Like a tender leaf sprouting from the ash of a fire-scarred forest, good is emerging from the pain and frustration of a difficult year.
This short space cannot capture what we’ve experienced in 2020 — a pandemic, a raucous election with an incomplete presidential transition, catastrophic forest fires, drought, hurricanes, an economic downturn, and urban riots. I can only highlight an example or two in my annual year-end “good, bad, and ugly” column for The Denver Post.
In terms of the bad, nothing else this year eclipses the pandemic that has taken the lives of more than 300,000 Americans including more than 4,000 Coloradans. Families have lost loved ones. Health care workers are exhausted. The impact of the disease and government dictates intended to stem its spread have crushed a thriving economy and left millions unemployed or underemployed. Public school closures and online schooling have diminished learning gains and exacerbated achievement gaps among students.
Sadly, we cannot yet see the full extent of the wreckage. Next year will be lean. We will look back at the often arbitrary and harsh restrictions on businesses with regret as temporary closures turn permanent and former employees head to the unemployment line. As for students, state tests will reveal the deficits begot of a lost year.
Yet out of this tragedy, the ingenuity of our science and medical community shines. In addition to developing better treatments and therapies for those hospitalized with the disease, pharmaceutical companies teamed with our federal agencies have produced vaccines in record time. The Food and Drug Administration authorized the Pfizer and Moderna vaccines less than a year after scientists sequenced the novel coronavirus’s genome. Scientists, medical personal, and the pharmaceutical companies they work for, and clinical trial volunteers deserve credit for the extraordinary speed with which these vaccines became available. Frankly, so does President Donald Trump for initiating Operation Warp Speed which accelerated the government authorization process and committed billions in taxpayer funds to trials and advanced purchasing.
These two vaccines use groundbreaking new biotechnology. Ordinarily, vaccines work by introducing a weakened or dead virus to the body to trigger an immune defense response. The Pfizer and Moderna vaccines introduce a messenger RNA sequence that prompts a person’s cells to produce a protein with the coronavirus’s signature surface spike. The spike proteins which are harmless then trigger an immune defense response. When a vaccinated person comes into contact with the COVID-19 virus, his immune system will recognize the virus’s spikes and mount a defense. Other promising biotechnology, as well as more traditional vaccines, are in the pipeline for next year.

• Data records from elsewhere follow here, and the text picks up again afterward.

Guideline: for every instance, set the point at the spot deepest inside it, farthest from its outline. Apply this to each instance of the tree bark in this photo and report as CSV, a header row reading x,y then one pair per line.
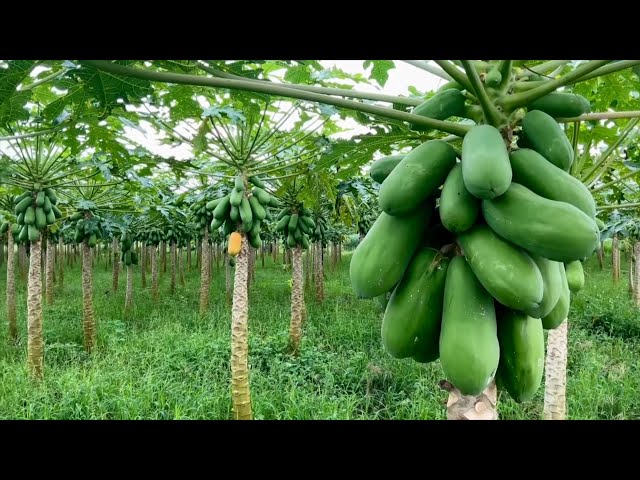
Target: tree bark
x,y
555,383
35,343
11,288
87,299
116,262
204,274
297,301
470,407
615,259
128,298
49,271
239,338
154,273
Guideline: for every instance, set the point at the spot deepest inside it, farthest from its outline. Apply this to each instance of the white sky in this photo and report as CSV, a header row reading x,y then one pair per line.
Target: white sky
x,y
400,78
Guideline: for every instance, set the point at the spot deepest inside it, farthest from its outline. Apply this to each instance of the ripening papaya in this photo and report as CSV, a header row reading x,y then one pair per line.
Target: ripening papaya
x,y
417,176
521,363
486,169
549,228
380,260
469,348
415,307
235,244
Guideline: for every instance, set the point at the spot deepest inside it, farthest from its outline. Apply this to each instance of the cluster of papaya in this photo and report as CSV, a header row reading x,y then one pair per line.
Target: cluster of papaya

Thus out of the bad, the good is emerging. As for the ugly, who can forget the foul smoke that obscured the mountains throughout the rainless summer? A century of fire suppression produced overly dense pine forests throughout the Rocky Mountains. Too many trees vying for too little water made them more susceptible to beetle infestation. The resultant half dead forests became kindling for a lightning strike. Flames scorched 700,000 acres of Colorado forests. Three of the largest forest fires ever recorded in our state blackened the landscape.
Yet out of the ashes, grew a better-late-than-never recognition for the need for proactive forest management. The government is now allowing dense forests to be thinned and culled through logging. By thinning the pines and making room for more aspen and meadow, our beautiful parklands will be less susceptible to catastrophic fire. This spring, fireweed with its brilliant pink flowers will emerge from the blackened soil, a preview of restoration to come.
We can only hope that just as medical wonders can arise from disease and restoration from a devastating fire, good may yet come from the other troubles we experienced in 2020.